Why 1/3 attempted runs timed out: the SDK call inside the renderer's poll-4 turn returned The operation timed out. after 378s. This is the second-mode failure documented in LEARNINGS.md (the first being Opus stalling on poll 7 retire detection in batch mode); both are real production-readiness considerations, not eval bugs.

Honest framing: the canonical 93.6% relevance / 100% critical recall / 1 retire is a realized trajectory, not an expected value. Two of three attempted replicates hit the gate; one critical-recall miss in the successful pair. Run the harness yourself: USE_FIXTURES=true bun run replicates --n=3 && bun run eval:aggregate artifacts/replicates. Tier 2 work to tighten the spread (held-out fixture, deterministic rule-conflict resolution, LLM-graded prose) is documented in LEARNINGS.md.

The feel — before vs after

Digest #1 with no coaching (baseline):

# Digest — Poll 1
## Signal
- [m001] [#general] @lurker_d: gm everyone ☀️
- [m002] [#general] @random_e: gm!
- [m003] [#help] @newbie_c: how do I install? the npm command in the README errors out with peer deps
- [m005] [#general] @contrib_a: anyone else seeing flaky CI on main? third failure this morning
- [m006] [#bugs] @contrib_a: opening issue for the CI flake — cache step intermittently fails
## Suppressed by ctx (1)
- (ctx default): docs_bot auto-reply — 1 message(s): m004

Digest #1 after one coaching DM ("less gm/gn in the digest please"):

# Digest — Poll 1
## Signal
- [m003] [#help] @newbie_c: how do I install? the npm command in the README errors out with peer deps
- [m005] [#general] @contrib_a: anyone else seeing flaky CI on the main branch?
- [m006] [#bugs] @contrib_a: opening issue for the CI flake — cache step intermittently fails
## Suppressed by ctx (3)
- rule_001: gm/gn message — 2 message(s): m001, m002
- (ctx default): docs-bot auto-reply — 1 message(s): m004

One DM. Two messages filtered.
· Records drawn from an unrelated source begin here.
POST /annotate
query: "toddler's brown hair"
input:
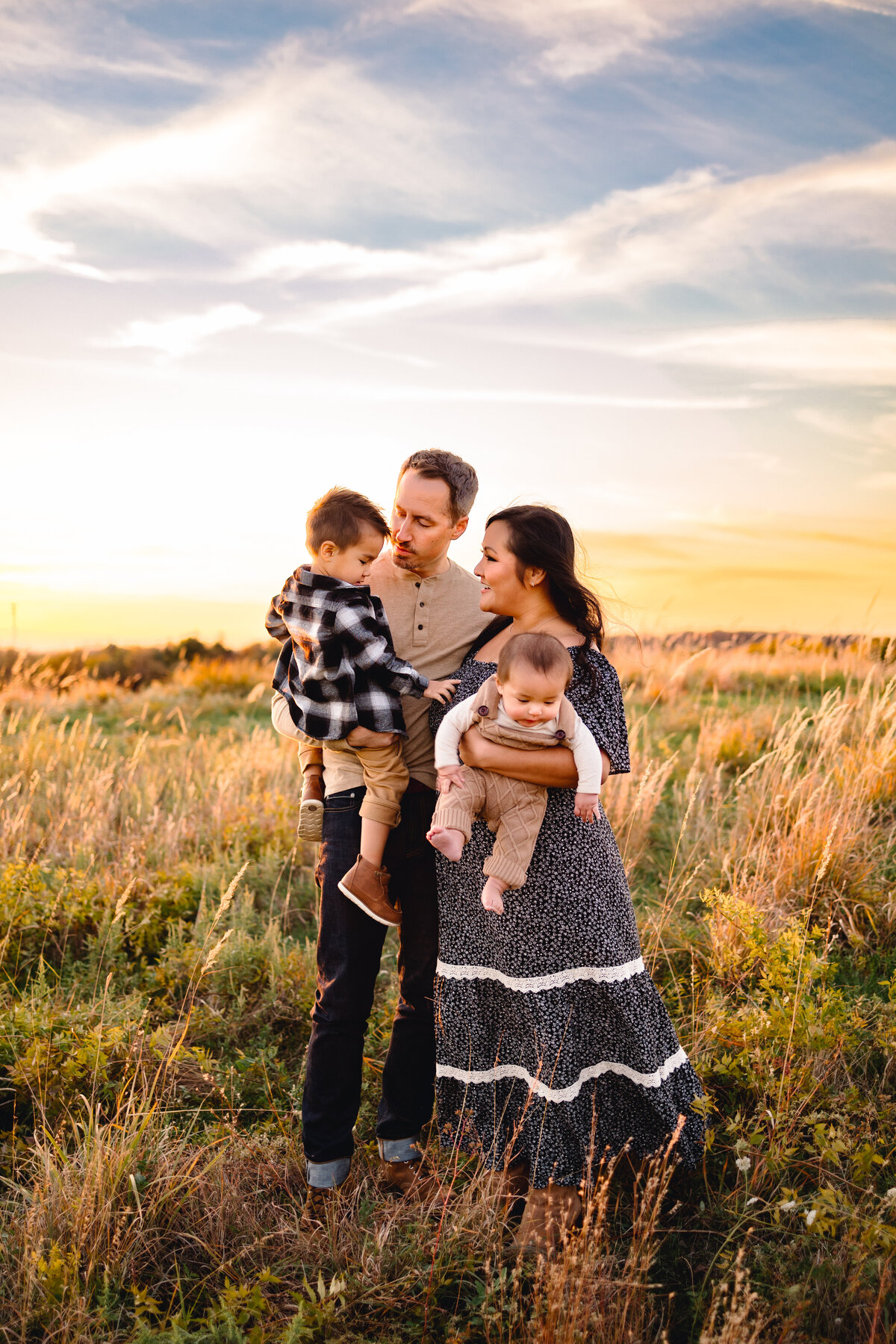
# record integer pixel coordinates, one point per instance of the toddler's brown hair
(340, 517)
(541, 652)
The cited rule (rule_001) links back to a custom-tool event in the MA event log, which carries the owner's own reason string: "Owner said 'less gm/gn in the digest please' — explicit request to dial down gm/gn chatter." Every decision ctx makes is traceable to a DM the owner sent.

By digest #10, six rules are active and one has been retired. The filtering keeps up.

The retire moment

At poll 6 the owner DMs "#announcements is mostly noise, dial it back." ctx creates rule_005, a broad suppression rule for that channel. One poll later, seeing the cost of that suppression in the poll-6 digest, the owner reverses: "wait actually — release notes in #announcements ARE important, especially breaking changes. reverse what I said about dialing it back."

The reasoner reads this against its current rule set, detects the contradiction, and autonomously fires:

{
  "action": "retire",
  "payload": { "rule_id": "rule_005" },
  "reason": "Owner said 'reverse what I said about dialing it back' — explicit retraction of the #announcements suppression rule."
}

Belief revision on internal state — the agent deleting its own prior belief through an audited tool, with the reason captured in the MA event log. Then an upsert for the replacement (rule_006: surface release notes and breaking changes from #announcements as important). Two tool calls, one coaching DM, a visibly different digest the next poll.

Verify end-to-end with bun run events --poll=7.

Under the hood

Managed Agents is built around four concepts — Agent, Environment, Session, Events (docs). ctx makes each legible in the chat you already use:

Concept ctx's use Evidence
Agent Opus 4.7 reasoner + Haiku 4.5 renderer + Opus 4.7 narrator. Wired with `instructions(upsert retire, payload, reason)custom tool, thepreference-coach+observability-narratorskills, andweb_fetch` from the built-in toolset.
Environment Each session's sandboxed container. The renderer calls web_fetch from inside the environment when a Discord message references a URL that IS the substance of the share — citations appear in the digest. [artifacts/coached/digest-03.md](./artifacts/coached/digest-03.md) (m015 fetched summary)
Session One session per poll, same agent across polls. state/sessions.jsonl indexes coached-run sessions; client-side state/rules.json is the durable rule store — re-injected as context per session. [src/lib/state.ts](./src/lib/state.ts), [state/sessions.jsonl](./state)
Events /observability narrates the session event log (custom tool calls, reasons, agent.thinking traces, rule deltas) via Opus re-reading its own history. No shadow logging. [artifacts/observability-opus.md](./artifacts/observability-opus.md) vs [observability-haiku.md](./artifacts/observability-haiku.md) (A/B)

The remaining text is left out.